Preheat your oven to 475F. In a large mixing bowl, combine the onions, ¼-cup flour, panko and salt and toss to combine. Grease a sheet pan with 1 tablespoon of olive oil and evenly distribute the onion mixture. Bake the onions in the middle of the oven until golden brown, tossing and turning the onions once or twice while they cook, about 30 minutes. Remove from the oven, set aside, and turn the oven down to 375F.
Bring a pot of salted water to a boil. Add the green beans and cook for about 5 minutes, just until al dente. Drain the cooking liquid and add cold water and a few pieces of ice to arrest the cooking. When very cool, drain again and set aside.

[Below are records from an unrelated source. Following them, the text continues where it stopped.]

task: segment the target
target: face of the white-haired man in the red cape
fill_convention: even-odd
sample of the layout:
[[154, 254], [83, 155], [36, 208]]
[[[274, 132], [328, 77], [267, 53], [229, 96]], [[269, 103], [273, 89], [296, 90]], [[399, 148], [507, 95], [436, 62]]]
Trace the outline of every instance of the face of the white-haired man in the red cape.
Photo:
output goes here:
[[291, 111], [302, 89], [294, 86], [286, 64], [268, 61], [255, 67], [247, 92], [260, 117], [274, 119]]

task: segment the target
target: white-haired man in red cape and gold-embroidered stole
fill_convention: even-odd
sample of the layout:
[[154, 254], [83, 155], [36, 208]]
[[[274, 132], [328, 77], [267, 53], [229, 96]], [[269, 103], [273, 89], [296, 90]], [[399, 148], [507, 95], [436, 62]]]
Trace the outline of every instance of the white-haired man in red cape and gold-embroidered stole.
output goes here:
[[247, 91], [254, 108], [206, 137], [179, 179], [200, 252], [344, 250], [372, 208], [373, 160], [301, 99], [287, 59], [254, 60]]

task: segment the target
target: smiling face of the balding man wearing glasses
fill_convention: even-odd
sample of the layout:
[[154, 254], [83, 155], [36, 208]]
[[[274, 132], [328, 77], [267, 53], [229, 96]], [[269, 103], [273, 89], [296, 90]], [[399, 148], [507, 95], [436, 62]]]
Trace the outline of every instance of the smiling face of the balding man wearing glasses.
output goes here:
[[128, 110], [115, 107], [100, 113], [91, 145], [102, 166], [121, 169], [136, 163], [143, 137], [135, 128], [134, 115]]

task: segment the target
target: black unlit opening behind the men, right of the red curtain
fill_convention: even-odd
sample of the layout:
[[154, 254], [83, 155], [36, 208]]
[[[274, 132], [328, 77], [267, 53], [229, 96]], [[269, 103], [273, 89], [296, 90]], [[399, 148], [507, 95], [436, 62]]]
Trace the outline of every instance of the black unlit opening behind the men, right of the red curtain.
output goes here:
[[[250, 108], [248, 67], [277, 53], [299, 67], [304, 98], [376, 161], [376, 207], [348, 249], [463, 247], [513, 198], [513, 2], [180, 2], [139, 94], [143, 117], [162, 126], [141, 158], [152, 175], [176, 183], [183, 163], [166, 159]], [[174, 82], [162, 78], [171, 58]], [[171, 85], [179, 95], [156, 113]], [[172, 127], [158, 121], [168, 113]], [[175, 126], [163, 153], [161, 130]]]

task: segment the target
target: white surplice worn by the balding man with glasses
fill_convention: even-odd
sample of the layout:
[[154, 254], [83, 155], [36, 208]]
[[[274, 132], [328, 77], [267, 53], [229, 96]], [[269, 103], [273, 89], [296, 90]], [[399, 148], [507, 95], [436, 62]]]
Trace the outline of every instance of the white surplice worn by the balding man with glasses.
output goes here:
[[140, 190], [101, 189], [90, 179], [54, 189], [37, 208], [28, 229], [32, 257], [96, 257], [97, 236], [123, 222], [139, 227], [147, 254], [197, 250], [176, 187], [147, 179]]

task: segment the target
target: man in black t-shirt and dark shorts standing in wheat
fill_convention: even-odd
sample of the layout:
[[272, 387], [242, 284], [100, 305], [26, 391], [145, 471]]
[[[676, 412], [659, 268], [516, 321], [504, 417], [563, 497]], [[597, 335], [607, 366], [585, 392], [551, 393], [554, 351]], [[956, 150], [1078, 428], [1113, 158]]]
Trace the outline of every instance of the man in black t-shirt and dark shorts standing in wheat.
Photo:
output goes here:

In a medium-sized fry pan over medium high heat, melt the butter and 1 tablespoon of olive oil. Add the mushrooms, season with salt and pepper, and cook until water from the mushrooms has evaporated. To the mushrooms, sprinkle 2 tablespoons of flour and cook, stirring constantly until some of the raw flour flavor has cooked off. Add the half-and-half in slowly, mixing constantly to avoid developing lumps of flour. Bring the mixture to a simmer, taste, and season with salt and pepper. Cook until the mixture thickens, about five minutes.
Off heat, stir in the ravioli and the green beans. Pour the mushroom-ravioli mixture into the prepared casserole dish. Top with crispy onions and bake until heated through and golden brown, about 15 to 20 minutes. Serve hot.